Foi, mais que um ato religioso, um ato de bravura. Aquela multidão dilacerada pela noite dos exterminadores sofrera violências adicionais. Assassinos mais atrevidos voltaram aos locais do massacre para dar o aviso: quem os acusasse morreria.

A resposta dos ameaçados veio com missa na Rua Gama. Centenas de brasileiros deserdados pelo Estado não temeram manifestar seu inconformismo, exigir a punição dos exterminadores e, corajosamente, mostrar a cara. Não temeram expor-se ao olhar dos criminosos.
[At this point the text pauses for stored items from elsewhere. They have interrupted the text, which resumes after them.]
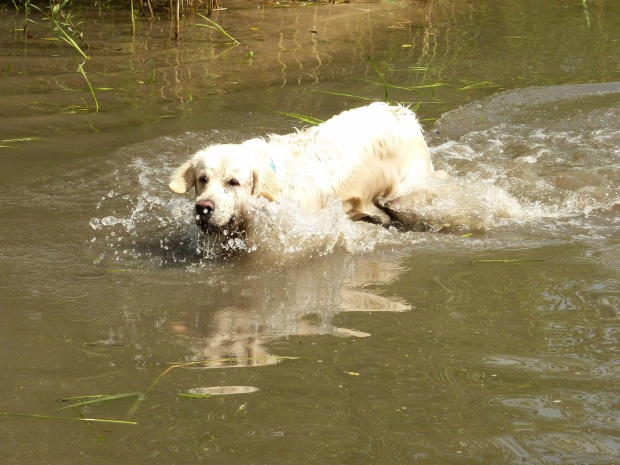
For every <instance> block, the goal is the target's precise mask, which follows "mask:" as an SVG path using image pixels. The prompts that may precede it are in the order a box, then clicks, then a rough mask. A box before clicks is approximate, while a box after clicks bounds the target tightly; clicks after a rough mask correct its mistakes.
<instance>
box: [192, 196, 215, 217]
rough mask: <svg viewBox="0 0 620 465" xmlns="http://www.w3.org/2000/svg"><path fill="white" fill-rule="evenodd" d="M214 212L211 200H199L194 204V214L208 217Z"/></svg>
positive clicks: (213, 206) (213, 209)
mask: <svg viewBox="0 0 620 465" xmlns="http://www.w3.org/2000/svg"><path fill="white" fill-rule="evenodd" d="M214 210H215V204H214V203H213V202H212V201H211V200H199V201H198V202H196V214H197V215H201V216H202V215H206V216H209V215H211V213H213V211H214Z"/></svg>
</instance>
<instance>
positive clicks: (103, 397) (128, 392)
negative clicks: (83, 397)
mask: <svg viewBox="0 0 620 465" xmlns="http://www.w3.org/2000/svg"><path fill="white" fill-rule="evenodd" d="M135 396H138V397H140V396H142V393H140V392H127V393H123V394H113V395H102V396H96V398H95V399H91V400H85V401H83V402H78V403H76V404H71V405H67V406H66V407H62V408H60V409H58V410H67V409H70V408H75V407H81V406H83V405H91V404H97V403H99V402H108V401H110V400H117V399H125V398H127V397H135Z"/></svg>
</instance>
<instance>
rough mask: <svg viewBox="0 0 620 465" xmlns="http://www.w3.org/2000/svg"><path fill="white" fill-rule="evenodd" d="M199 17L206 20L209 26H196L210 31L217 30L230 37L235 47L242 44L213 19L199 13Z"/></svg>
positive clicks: (195, 25) (204, 25)
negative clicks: (240, 43)
mask: <svg viewBox="0 0 620 465" xmlns="http://www.w3.org/2000/svg"><path fill="white" fill-rule="evenodd" d="M197 14H198V16H200V17H201V18H203V19H204V20H206V21H208V23H209V24H200V23H197V24H194V26H201V27H206V28H209V29H215V30H216V31H219V32H221V33H222V34H224V35H225V36H226V37H228V38H229V39H230V40H232V41H233V43H234V44H235V45H239V44H240V43H241V42H239V41H238V40H237V39H235V38H234V37H232V36H231V35H230V34H229V33H228V32H226V31H225V30H224V28H222V26H220V25H219V24H217V23H216V22H215V21H213V20H212V19H209V18H207V17H206V16H205V15H202V14H200V13H197Z"/></svg>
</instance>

No meio da multidão estava o pai de Douglas Brasil de Paula, executado aos 14 anos. "Quero que os responsáveis sejam presos e punidos", resumiu. O padre Paulo Henrique Machado, que celebrou a missa, comoveu-se com o que talvez tenha sido o marco zero da contra-ofensiva popular. "Aos poucos", animou-se, "as pessoas vão vencendo o medo para lutar por Justiça."

Búfalos em desfile

Foto de Danilo Tanaka

A cena evoca reservas zoológicas, parques carentes de vigilantes, algo assim. Mas é só São Paulo, na primeira hora da madrugada de 13 de março. A procissão de búfalos está passando pela estrada de M'Boi Mirim, diante do terreno no Jardim Ângela onde Marta Suplicy prometeu construir um hospital que José Serra deixou para mais tarde. Diz que falta dinheiro. A ex-prefeita nega: dinheiro há. Os búfalos optaram pela neutralidade.

Mistérios bastante lucrativos

A economia brasileira encerra mistérios tão profundos quanto o da Santíssima Trindade. Entre eles reluzem certos segredos da política cambial. Na sexta-feira passada, a imprensa informou que o dólar-turismo estava cotado a R$ 2,57. Um cidadão prestes a viajar para o exterior foi ao banco com passaporte, passagem e dinheiro contado. Descobriu que teria de pagar R$ 2,70 por dólar. E a cotação dos jornais? Essa só valeria se, em vez de comprar, ele quisesse vender dólares. Multiplicados por milhares de transações, os 13 centavos de diferença ajudam a explicar os lucros obscenos dos bancos.